🤖 AI Summary
3D Gaussian Splatting (3DGS) suffers from limited local modeling capacity due to fixed Gaussian kernels, struggling to simultaneously achieve geometric accuracy under sparse inputs, dynamic scene reconstruction, and high-fidelity novel-view synthesis. To address this, we propose Neural Texture Lattice (NTL), a lightweight neural field built upon triplane encoding and a shared neural decoder, enabling global–local co-adaptive representation. NTL explicitly models viewpoint- and time-dependent appearance and geometry by generating dynamic textures and displacements for each Gaussian primitive. This design enhances representational capacity while suppressing parameter redundancy, significantly improving generalization. Evaluated across diverse reconstruction scenarios—including static/dynamic scenes and sparse/dense inputs—NTL consistently outperforms existing 3DGS variants on multiple benchmarks. It achieves state-of-the-art results in rendering quality, geometric fidelity, and temporal consistency, while maintaining efficient optimization and real-time rendering.
📝 Abstract
3D Gaussian Splatting (3DGS) has emerged as a leading approach for high-quality novel view synthesis, with numerous variants extending its applicability to a broad spectrum of 3D and 4D scene reconstruction tasks. Despite its success, the representational capacity of 3DGS remains limited by the use of 3D Gaussian kernels to model local variations. Recent works have proposed to augment 3DGS with additional per-primitive capacity, such as per-splat textures, to enhance its expressiveness.
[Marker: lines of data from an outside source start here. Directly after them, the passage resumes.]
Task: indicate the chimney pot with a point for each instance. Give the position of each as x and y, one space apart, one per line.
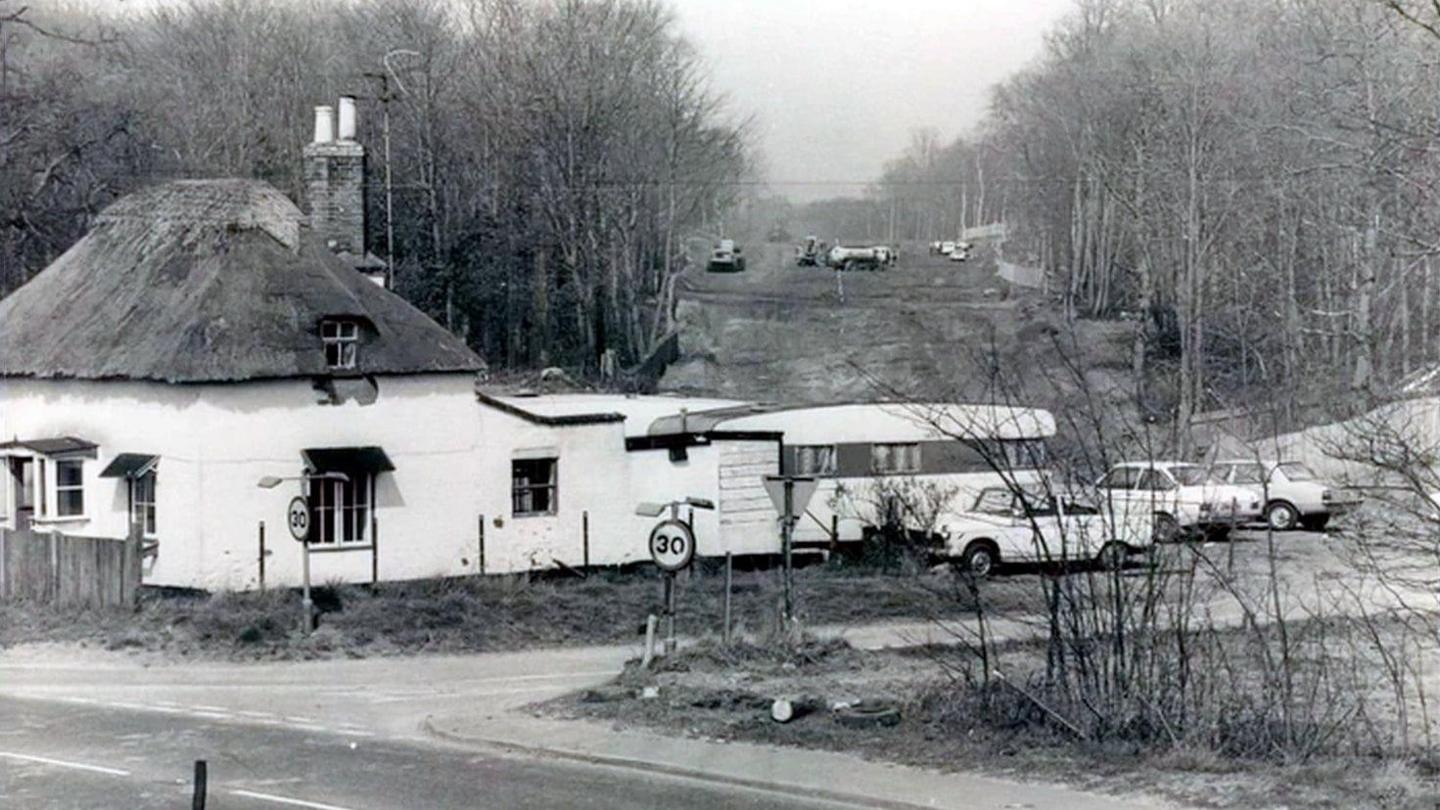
347 118
324 124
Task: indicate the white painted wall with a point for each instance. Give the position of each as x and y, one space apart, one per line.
452 460
216 441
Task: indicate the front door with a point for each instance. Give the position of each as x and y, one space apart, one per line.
22 483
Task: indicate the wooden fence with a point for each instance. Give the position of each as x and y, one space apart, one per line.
62 570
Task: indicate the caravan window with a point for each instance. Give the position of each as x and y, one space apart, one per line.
1024 454
889 459
815 460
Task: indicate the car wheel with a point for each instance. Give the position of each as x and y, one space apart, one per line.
1167 529
1112 555
979 559
1280 516
1216 533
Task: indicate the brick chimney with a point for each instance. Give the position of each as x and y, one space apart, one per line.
334 180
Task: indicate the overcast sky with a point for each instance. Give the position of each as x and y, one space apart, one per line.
837 85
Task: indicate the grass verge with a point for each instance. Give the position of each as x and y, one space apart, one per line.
717 692
480 614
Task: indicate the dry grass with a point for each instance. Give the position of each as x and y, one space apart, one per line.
478 614
717 692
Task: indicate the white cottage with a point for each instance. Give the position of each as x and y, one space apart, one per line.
202 337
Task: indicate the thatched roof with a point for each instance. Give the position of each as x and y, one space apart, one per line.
209 281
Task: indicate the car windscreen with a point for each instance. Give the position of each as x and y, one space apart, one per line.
994 502
1296 472
1190 476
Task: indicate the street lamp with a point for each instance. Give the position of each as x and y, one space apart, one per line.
271 482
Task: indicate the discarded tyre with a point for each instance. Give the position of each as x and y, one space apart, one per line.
867 714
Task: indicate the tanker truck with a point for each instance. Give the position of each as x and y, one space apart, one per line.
841 257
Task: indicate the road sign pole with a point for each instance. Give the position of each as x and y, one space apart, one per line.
670 613
788 526
307 606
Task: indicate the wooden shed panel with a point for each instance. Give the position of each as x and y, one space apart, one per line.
746 513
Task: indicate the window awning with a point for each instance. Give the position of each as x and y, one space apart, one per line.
128 466
347 460
62 446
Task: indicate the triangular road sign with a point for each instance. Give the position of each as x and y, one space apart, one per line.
799 495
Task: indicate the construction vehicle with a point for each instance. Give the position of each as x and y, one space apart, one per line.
843 257
726 258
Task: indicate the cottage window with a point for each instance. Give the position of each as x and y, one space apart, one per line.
340 337
890 459
69 487
533 486
815 460
143 503
340 509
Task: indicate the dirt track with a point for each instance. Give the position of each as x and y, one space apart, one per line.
928 327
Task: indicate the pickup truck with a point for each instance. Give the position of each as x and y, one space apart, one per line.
1031 525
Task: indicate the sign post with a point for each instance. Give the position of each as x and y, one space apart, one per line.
298 519
789 495
673 548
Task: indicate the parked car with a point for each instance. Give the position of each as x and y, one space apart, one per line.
1028 525
1184 499
1293 495
726 257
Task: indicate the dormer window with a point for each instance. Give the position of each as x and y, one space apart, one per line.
342 337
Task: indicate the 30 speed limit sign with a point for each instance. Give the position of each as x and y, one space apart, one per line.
298 519
671 545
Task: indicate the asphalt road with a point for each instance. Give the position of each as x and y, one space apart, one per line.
62 755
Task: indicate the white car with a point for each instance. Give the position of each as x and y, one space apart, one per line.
1184 499
1293 495
1007 525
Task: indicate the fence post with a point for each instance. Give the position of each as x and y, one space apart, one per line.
133 567
200 789
262 557
729 574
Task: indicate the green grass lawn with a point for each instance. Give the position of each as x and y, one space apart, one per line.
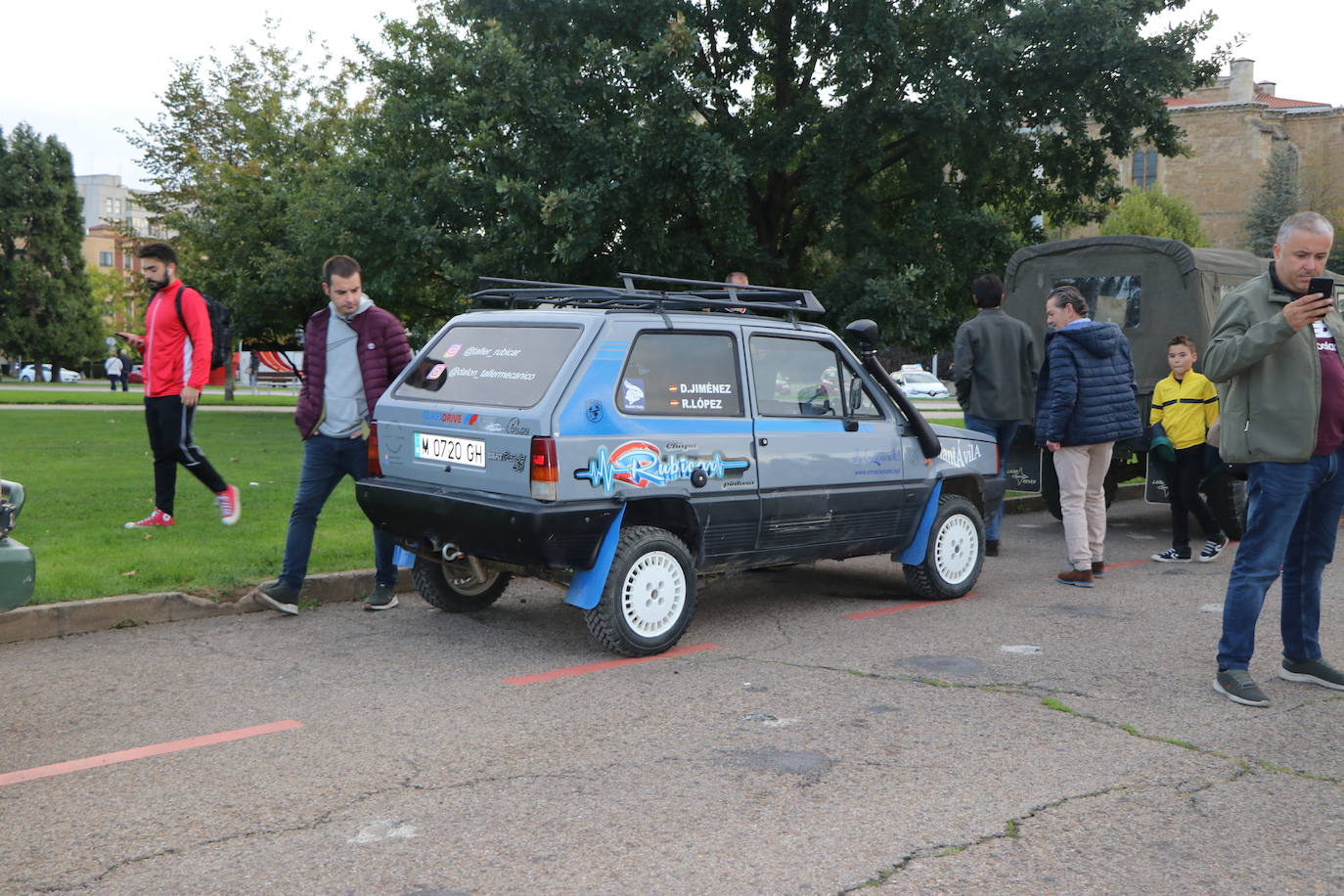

However, these per-splat texture approaches primarily target dense novel view synthesis with a reduced number of Gaussian primitives, and their effectiveness tends to diminish when applied to more general reconstruction scenarios. In this paper, we aim to achieve concrete performance improvement over state-of-the-art 3DGS variants across a wide range of reconstruction tasks, including novel view synthesis, geometry and dynamic reconstruction, under both sparse and dense input settings. To this end, we introduce Neural Texture Splatting (NTS). At the core of our approach is a global neural field (represented as a hybrid of a tri-plane and a neural decoder) that predicts local appearance and geometric fields for each primitive. By leveraging this shared global representation that models local texture fields across primitives, we significantly reduce model size and facilitate efficient global information exchange, demonstrating strong generalization across tasks. Furthermore, our neural modeling of local texture fields introduces expressive view- and time-dependent effects, a critical aspect that existing methods fail to account for. Extensive experiments show that Neural Texture Splatting consistently improves models and achieves state-of-the-art results across multiple benchmarks.